Below is a breakdown of the current conference teams in terms of overall win-loss records (through the 2014-15 season) and place within the Top 50 nationally; the number of national championships as determined by winning the NCAA Tournament, which began in 1939; the number of Final Four appearances and the number of SEC titles (From 1933-34 and 1936-1950 the SEC champion was determined by the winner of the SEC Tournament. In 1935 and 1951 to the present the SEC champion has been the regular season victor as determined by conference win percentage, so consequently many seasons have resulted in a tie for first place.
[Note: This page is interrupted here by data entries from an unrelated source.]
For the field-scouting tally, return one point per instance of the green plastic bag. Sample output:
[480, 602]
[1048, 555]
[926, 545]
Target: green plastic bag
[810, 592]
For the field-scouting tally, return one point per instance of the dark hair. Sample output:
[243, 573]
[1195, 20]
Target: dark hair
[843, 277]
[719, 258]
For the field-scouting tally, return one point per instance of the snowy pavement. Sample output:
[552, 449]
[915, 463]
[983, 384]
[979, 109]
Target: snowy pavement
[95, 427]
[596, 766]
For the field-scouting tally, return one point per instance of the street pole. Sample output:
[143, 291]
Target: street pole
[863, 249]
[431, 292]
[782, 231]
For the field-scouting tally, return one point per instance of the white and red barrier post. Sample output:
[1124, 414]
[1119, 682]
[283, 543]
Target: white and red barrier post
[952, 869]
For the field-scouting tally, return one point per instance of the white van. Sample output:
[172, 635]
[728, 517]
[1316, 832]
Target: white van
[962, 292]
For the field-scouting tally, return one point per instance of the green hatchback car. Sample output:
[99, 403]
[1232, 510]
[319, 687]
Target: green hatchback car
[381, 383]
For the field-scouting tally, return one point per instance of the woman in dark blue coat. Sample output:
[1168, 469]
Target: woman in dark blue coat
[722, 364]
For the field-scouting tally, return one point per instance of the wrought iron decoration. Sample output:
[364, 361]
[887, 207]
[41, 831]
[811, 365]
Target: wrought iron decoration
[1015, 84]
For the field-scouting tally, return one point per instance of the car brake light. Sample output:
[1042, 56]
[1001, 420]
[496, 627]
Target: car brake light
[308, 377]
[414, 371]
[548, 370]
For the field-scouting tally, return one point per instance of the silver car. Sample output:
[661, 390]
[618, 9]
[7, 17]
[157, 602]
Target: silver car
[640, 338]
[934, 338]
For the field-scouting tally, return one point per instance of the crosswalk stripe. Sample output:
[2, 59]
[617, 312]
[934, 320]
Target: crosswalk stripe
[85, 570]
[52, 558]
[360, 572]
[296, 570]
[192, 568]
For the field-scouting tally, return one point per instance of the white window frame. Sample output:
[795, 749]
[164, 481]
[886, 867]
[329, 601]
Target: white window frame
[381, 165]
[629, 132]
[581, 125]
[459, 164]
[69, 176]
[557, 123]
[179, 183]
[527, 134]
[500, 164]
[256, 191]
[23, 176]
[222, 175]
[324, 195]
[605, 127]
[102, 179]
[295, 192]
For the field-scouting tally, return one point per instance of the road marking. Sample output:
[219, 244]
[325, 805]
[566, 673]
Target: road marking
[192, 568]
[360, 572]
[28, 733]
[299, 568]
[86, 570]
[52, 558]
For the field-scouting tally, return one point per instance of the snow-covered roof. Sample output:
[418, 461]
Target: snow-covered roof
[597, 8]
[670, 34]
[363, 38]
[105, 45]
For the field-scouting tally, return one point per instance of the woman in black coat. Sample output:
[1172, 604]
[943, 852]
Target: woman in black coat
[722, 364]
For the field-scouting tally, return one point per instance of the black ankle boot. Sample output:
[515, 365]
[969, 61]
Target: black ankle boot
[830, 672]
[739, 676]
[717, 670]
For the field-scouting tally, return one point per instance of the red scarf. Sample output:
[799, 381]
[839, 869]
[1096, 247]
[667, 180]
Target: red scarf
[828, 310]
It is unclear why no tournament was held in 1935.)

  1. Overall Won-Loss Record and National Ranking (vacated and/or forfeited games do not count):
    1. Kentucky 2178-673 (1)
    2. Arkansas 1605-901 (33)
    3. Alabama 1600-984 (34)
    4. Missouri 1585-1089 (37)
    5. Tennessee 1568-985 (41)
    6. Vanderbilt 1547-1093 (49)

No other SEC school placed in the Top 50 nationally.

  1. National Championships:
    1. Kentucky 8
    2. Florida 2
    3. Arkansas 1
  1. Final Four Appearances:
    1. Kentucky 17
    2. Arkansas   6
    3. Florida 5
    4. LSU  4
    5. Georgia 1
    6. Miss. State 1
  1. SEC Titles:
    1. Kentucky 46
    2. LSU 10
    3. Tennessee 9
    4. Alabama 7
    5. Florida 7
    6. Miss. State 6
    7. Vanderbilt 3
    8. Arkansas 2
    9. Auburn 2
    10. Georgia 1
    11. South Carolina 1

The SEC can play basketball as well as football. Clearly, Kentucky is the conference powerhouse but other programs have shined on the national scene over the years. Six programs are ranked in the national Top 50 of all-time win leaders, including the number one team, Kentucky. The recent additions of Texas A & M and Missouri (NCAA probation notwithstanding) will only add to the conference’s reputation in basketball. So while you’re waiting for spring practice to start, pay attention to SEC basketball. You’ll be pleasantly surprised!